The COVID-19 pandemic has created a clear rift in the economy, so it makes sense that the K-shaped theory is gaining ground. There are multiple ways to characterize this divide — between those who lost work and those who didn't, between "Main Street" and "Wall Street," between those who work in industries that are still thriving and those who work in industries that are unable to operate.
According to a September 2020 article published by the US Chamber of Commerce President Suzanne Clark, one major divide is occurring along industry lines. There are "recovery industries" that are nearly back to business as usual, such as technology, some retail, and software services. Then, there are "industries needing assistance" that still haven't recovered and perhaps never will — travel, entertainment, hospitality, and food services.
Reports from the Pew Research Center also suggest significant divisions along class, generational, and racial lines. Low-income families, young adults, and Black and Hispanic Americans were hit hardest by the pandemic and are largely still struggling to recover.
There's also a rift between higher-paid and/or salaried employees who can work from home and minimum-wage or hourly workers who must be physically present to do their jobs.

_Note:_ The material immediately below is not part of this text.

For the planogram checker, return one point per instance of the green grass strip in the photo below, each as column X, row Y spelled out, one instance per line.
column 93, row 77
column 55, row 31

As mentioned, the K-shaped recovery is the latest addition to a roster of recovery classifications that economists identify by letter.
A K-shaped recovery occurs after a recession when certain parts of the economy resumes growth while others lag behind indefinitely, and it's a type of recovery that rose to prominence during the COVID-19 pandemic.
At the start of the COVID-19 pandemic, the richest 1% of Americans already owned 30% of the country's wealth, while the bottom 50% of Americans held less than 2%. While investors and equity-owners were experiencing great gains, those living on their paychecks found that wages were barely keeping up with the cost of living.
The K-shaped recovery didn't cause these inequalities, but it does expose them. And these trends, and the resulting disparity, are likely to become even more concentrated if it continues.
The problem is what to do about it. Often the Federal Reserve and other government entities take action to alleviate financial crises and spur economic growth. But if certain indicators, like a booming stock market, suggest everything is on the up-and-up, it may be easier for lawmakers to become complacent and neglect the segment of the population that continues to struggle with low employment or low wages.
Which can make it hard to call a K-shaped recovery a recovery at all.